Reliability estimation (Orange.evaluation.reliability)

Reliability Estimation for Regression and Classification

Reliability assessment aims to predict reliabilities of individual predictions. Most of the implemented algorithms for regression are described in [Bosnic2008]; the algorithms for classification are described in [Pevec2011].

We can use reliability estimation with any prediction method.
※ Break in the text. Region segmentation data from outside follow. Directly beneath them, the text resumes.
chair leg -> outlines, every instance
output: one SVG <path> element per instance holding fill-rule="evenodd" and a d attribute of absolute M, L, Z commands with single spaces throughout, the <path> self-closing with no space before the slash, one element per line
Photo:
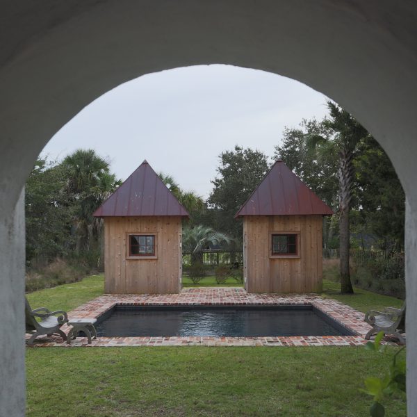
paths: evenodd
<path fill-rule="evenodd" d="M 370 336 L 373 336 L 373 334 L 376 334 L 377 333 L 377 332 L 375 332 L 375 330 L 374 329 L 371 329 L 367 334 L 366 336 L 365 336 L 365 339 L 368 341 L 370 338 Z"/>
<path fill-rule="evenodd" d="M 67 340 L 67 335 L 60 329 L 58 329 L 56 331 L 56 333 L 58 333 L 63 338 L 64 341 Z"/>
<path fill-rule="evenodd" d="M 35 341 L 35 339 L 38 337 L 38 333 L 35 333 L 35 334 L 33 334 L 30 338 L 28 339 L 28 341 L 26 341 L 26 343 L 28 344 L 28 345 L 31 346 L 33 344 L 33 341 Z"/>

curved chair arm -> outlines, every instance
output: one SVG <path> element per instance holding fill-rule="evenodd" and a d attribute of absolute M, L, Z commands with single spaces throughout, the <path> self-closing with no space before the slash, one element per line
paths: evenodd
<path fill-rule="evenodd" d="M 383 313 L 382 311 L 377 311 L 377 310 L 370 310 L 365 314 L 365 318 L 363 320 L 369 325 L 375 325 L 375 316 L 384 316 L 386 317 L 390 315 L 387 313 Z"/>
<path fill-rule="evenodd" d="M 56 311 L 51 312 L 48 310 L 48 313 L 44 314 L 42 314 L 41 313 L 35 313 L 35 311 L 40 310 L 44 311 L 47 310 L 47 309 L 36 309 L 36 310 L 33 310 L 32 311 L 32 313 L 33 314 L 33 316 L 35 316 L 36 317 L 40 317 L 40 318 L 47 318 L 51 316 L 56 316 L 57 314 L 59 314 L 59 316 L 56 318 L 58 320 L 58 324 L 60 325 L 64 325 L 68 321 L 68 316 L 67 316 L 67 313 L 63 310 L 57 310 Z"/>
<path fill-rule="evenodd" d="M 40 307 L 39 309 L 35 309 L 34 310 L 32 310 L 32 313 L 38 313 L 38 311 L 45 311 L 46 314 L 49 314 L 49 313 L 51 313 L 51 311 L 49 311 L 49 310 L 48 310 L 48 309 L 47 309 L 46 307 Z"/>
<path fill-rule="evenodd" d="M 396 309 L 395 307 L 386 307 L 384 309 L 384 311 L 391 314 L 400 314 L 401 309 Z"/>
The following example:

  • Constructs reliability estimators (implemented in this module),
  • The Learner wrapper combines a a prediction method (learner), here a kNNLearner, with reliability estimators.
  • Obtains prediction probabilities, which have an additional attribute, reliability_estimate, that contains a list of Orange.evaluation.reliability.Estimate.
import Orange

housing = Orange.data.Table("housing.tab")

knn = Orange.classification.knn.kNNLearner()
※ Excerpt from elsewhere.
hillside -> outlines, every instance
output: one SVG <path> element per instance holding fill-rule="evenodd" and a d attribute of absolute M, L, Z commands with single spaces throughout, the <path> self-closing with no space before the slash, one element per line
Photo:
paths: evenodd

estimators = [Orange.evaluation.reliability.Mahalanobis(k=3),
              Orange.evaluation.reliability.LocalCrossValidation(k = 10)]

reliability = Orange.evaluation.reliability.Learner(knn, estimators = estimators)

restimator = reliability(housing)
instance = housing[0]

value, probability = restimator(instance, result_type=Orange.classification.Classifier.GetBoth)

for estimate in probability.reliability_estimate:
    print estimate.method_name, estimate.estimate

The next example prints reliability estimates for first 10 instances (with cross-validation):

import Orange
housing = Orange.data.Table("housing.tab")

knn = Orange.classification.knn.kNNLearner()
reliability = Orange.evaluation.reliability.Learner(knn)

results = Orange.evaluation.testing.cross_validation([reliability], housing)

for i, instance in enumerate(results.results[:10]):
    print "Instance", i
    for estimate in instance.probabilities[0].reliability_estimate:
        print "  ", estimate.method_name, estimate.estimate

Reliability estimation wrappers

class Orange.evaluation.reliability.Learner(box_learner, name='Reliability estimation', estimators=None, **kwds)

Adds reliability estimation to any prediction method. This class can be used as any other Orange learner, but returns the classifier wrapped into an instance of Orange.evaluation.reliability.Classifier.

Parameters:
Return type:

Orange.evaluation.reliability.Learner

__call__(instances, weight=None, **kwds)

Construct a classifier.

Parameters:
  • instances (Orange.data.Table) – Learning data.
  • weight (int) – Id of meta attribute with weights of instances
Return type:

Orange.evaluation.reliability.Classifier

class Orange.evaluation.reliability.Classifier(instances, box_learner, estimators, blending, blending_domain, rf_classifier, **kwds)

A reliability estimation wrapper for classifiers. The returned probabilities contain an additional attribute reliability_estimate, which is a list of Estimate (see __call__).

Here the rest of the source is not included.